As a proof of it, the other day, going to St. Thomas's to hear Father Nicholas, who is one of our shining lights, you experienced totally different sentiments; a general feeling of discontent and doubt and nervous irritability at every sentence of the preacher. Your soul did not soar heavenward with the same unreserved confidence; you left St. Thomas's with your head hot and your feet cold; and you so far forgot yourself as to say, as you got into your carriage, that Father Nicholas was a Gallican devoid of eloquence. Your coachman heard it. And, finally, on reaching home you thought your drawing-room too small and your husband growing too fat. Why, I again ask you, this string of vexatious impressions? If you remember rightly, dear Madame, you wore for the first time the day before yesterday that horrible little violet bonnet, which is such a disgusting failure. First pair of breeches, dear Madame.
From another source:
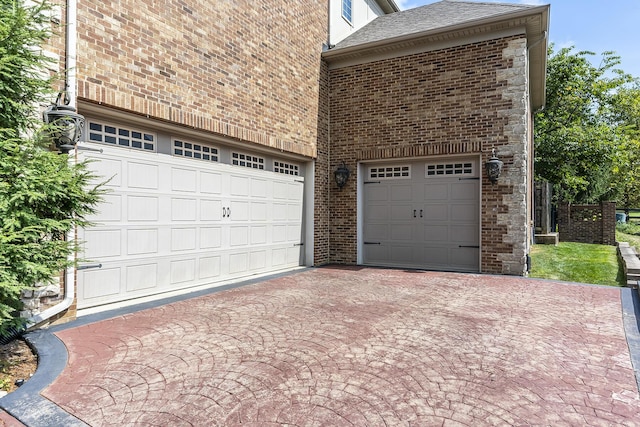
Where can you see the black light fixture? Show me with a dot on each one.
(65, 124)
(341, 175)
(493, 167)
Would you like a final example? Observe your husband. Yesterday he went out in a bad temper—he had breakfasted badly—and lo! in the evening, at a quarter to seven, he came home from the Chamber joyful and well- pleased, a smile on his lips, and good-humor in his eye. He kissed you on the forehead with a certain unconstraint, threw a number of pamphlets and papers with an easy gesture on the sidetable, sat down to table, found the soup delicious, and ate joyously. "What is the matter with my husband?" you asked yourself . . . . I will explain. Your husband spoke yesterday for the first time in the building, you know. He said— the sitting was a noisy one, the Left were threshing out some infernal questions—he said, during the height of the uproar, and rapping with his paper-knife on his desk: "But we can not hear!" And as these words were received on all sides with universal approbation and cries of "Hear, hear!" he gave his thoughts a more parliamentary expression by adding: "The voice of the honorable gentleman who is speaking does not reach us." It was not much certainly, and the amendment may have been carried all the same, but after all it was a step; a triumph, to tell the truth, since your husband has from day to day put off the delivery of his maiden speech. Behold a happy deputy, a deputy who has just—put on his first pair of breeches.

What matter whether the reason be a serious or a futile one, if your blood flows faster, if you feel happier, if you are proud of yourself? To win a great victory or put on a new bonnet, what matters it if this new bonnet gives you the same joy as a laurel crown?

Therefore do not laugh too much at baby if his first pair of breeches intoxicates him, if, when he wears them, he thinks his shadow longer and the trees less high. He is beginning his career as a man, dear child, nothing more.

How many things have not people been proud of since the beginning of the world? They were proud of their noses under Francis the First, of their perukes under Louis XIV, and later on of their appetites and stoutness. A man is proud of his wife, his idleness, his wit, his stupidity, the beard on his chin, the cravat round his neck, the hump on his back.